Sunday, April 05, 2020

Image of Buddha Nature

Buddha Nature

Saturday, April 04, 2020

Buddha Nature and Four Parables

Buddha nature means discovering one’s true potential. Each one of us inherently have the potential to purify our mind, reach a higher mental state and overcome suffering. But the manifestation of this nature is prevented because our mind is buried under the load of unwanted thoughts and worldly desires, either due to our circumstances or conditioning.

Like the moon hidden behind the clouds, is not moved by them as its purity remains untarnished. Similarly, we shouldn’t be deluded into thinking that this defiled mind is our true mind or real nature.

If we continually remind ourselves of this fact and strive to awaken within ourselves the pure mind of Enlightenment. The mind that is not disturbed by things as they occur, that remains pure and tranquil under all circumstances, is the true mind and should be the master.

“As human beings we have the same experience of destructive and constructive emotions. We also have a human mind capable of developing wisdom. We all have the same Buddha nature.” 
~ Dalai Lama

Here are four parables to remind you of your Buddha nature and look beyond the delusions of the mind and find your real self taken from The Teachings of Buddha.

Parable One

Once upon a time a man looked into the reverse side of a mirror and, not seeing his face and head, he became, insane. How unnecessary it is for a man to become insane merely because he carelessly looks into the reverse side of a mirror!
It is just as foolish and unnecessary for a person to go on suffering because he does not attain Enlightenment where he expects to find it.
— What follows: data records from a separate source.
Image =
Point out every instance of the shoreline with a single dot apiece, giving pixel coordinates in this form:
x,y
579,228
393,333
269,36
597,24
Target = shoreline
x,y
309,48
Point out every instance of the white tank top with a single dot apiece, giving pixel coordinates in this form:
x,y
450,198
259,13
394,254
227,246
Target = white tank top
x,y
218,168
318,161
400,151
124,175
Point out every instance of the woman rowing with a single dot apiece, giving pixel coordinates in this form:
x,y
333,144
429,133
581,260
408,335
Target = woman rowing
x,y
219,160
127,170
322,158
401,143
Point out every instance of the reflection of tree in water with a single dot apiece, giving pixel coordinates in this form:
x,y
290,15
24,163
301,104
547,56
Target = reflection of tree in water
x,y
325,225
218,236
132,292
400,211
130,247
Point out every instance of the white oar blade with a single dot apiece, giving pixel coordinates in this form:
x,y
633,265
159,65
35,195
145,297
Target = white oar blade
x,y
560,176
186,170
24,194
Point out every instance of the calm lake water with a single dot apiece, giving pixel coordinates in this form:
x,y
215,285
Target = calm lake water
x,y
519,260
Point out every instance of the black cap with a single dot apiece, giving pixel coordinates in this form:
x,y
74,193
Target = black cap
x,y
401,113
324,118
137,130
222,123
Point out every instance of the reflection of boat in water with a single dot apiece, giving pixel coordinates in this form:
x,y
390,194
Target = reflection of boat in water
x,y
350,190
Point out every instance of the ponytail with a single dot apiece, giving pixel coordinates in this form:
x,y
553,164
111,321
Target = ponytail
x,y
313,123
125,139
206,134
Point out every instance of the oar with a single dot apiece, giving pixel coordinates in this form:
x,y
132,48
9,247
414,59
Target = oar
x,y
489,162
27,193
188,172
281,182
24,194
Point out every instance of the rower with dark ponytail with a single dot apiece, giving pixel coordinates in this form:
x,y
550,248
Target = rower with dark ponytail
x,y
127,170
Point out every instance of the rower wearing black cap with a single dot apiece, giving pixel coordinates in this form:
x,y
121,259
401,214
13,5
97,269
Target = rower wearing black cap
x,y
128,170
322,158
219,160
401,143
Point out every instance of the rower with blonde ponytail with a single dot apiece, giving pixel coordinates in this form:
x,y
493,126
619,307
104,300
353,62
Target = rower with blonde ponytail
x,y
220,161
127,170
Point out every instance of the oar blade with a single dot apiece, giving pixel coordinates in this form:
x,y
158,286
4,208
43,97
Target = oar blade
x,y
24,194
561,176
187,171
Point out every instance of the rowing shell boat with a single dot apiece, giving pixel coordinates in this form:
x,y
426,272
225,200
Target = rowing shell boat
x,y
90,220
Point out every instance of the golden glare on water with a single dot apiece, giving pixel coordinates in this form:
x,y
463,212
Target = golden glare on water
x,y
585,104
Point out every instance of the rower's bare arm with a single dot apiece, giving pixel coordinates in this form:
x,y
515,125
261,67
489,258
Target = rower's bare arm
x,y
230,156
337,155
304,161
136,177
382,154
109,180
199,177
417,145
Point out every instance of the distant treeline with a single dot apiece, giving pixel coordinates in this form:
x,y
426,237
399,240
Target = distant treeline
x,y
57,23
There is no failure in Enlightenment; the failure lies in those people who, for a long time, have sought Enlightenment in their discriminating minds. Without realizing that theirs are not true minds but imaginary minds that have been caused by the accumulation of desires and illusions that cover and hides the real mind.
Parable Two
There is an old story told of a man who fell into a drunken sleep. His friend stayed by him as long as he could but, being compelled to go and fearing that he might be in want, the friend hid a jewel in the drunken man’s garment. When the drunken man recovered, not knowing that his friend had hid a jewel in his garment, he wandered about in poverty and hunger. A long time afterwards the two men met again and the friend told the poor man about the jewel and advised him to look for it.
Like the drunken man of the story, people wander about suffering in this life of birth and death, unconscious of what is hidden away within themselves.
Parable Three
There is a story of a wrestler who used to wear an ornament on his forehead of a precious stone. One time when he was wrestling the stone was crushed into the flesh of his forehead. He thought he had lost the gem and went to a surgeon to have the wound dressed. When the surgeon came to dress the wound he found the gem embedded in the flesh and covered over with blood and dirt. He held up a mirror and showed the stone to the wrestler.
Buddha-nature is like the precious stone of this story: it becomes covered over by the dirt and dust of other interests and people think that they have lost it, but a good teacher recovers it again for them. This nature exists in everyone no matter how deep it has been covered by greed, anger and foolishness, or buried by the persons own deeds and retribution. Buddha-nature can not be lost or destroyed; and when all defilements are removed, sooner or later it will reappear. Like the wrestler in the story who was shown the gem buried in his flesh and blood by means of a mirror, so people are shown their true selves, buried beneath their worldly desires and passions, by means of the light of Buddha.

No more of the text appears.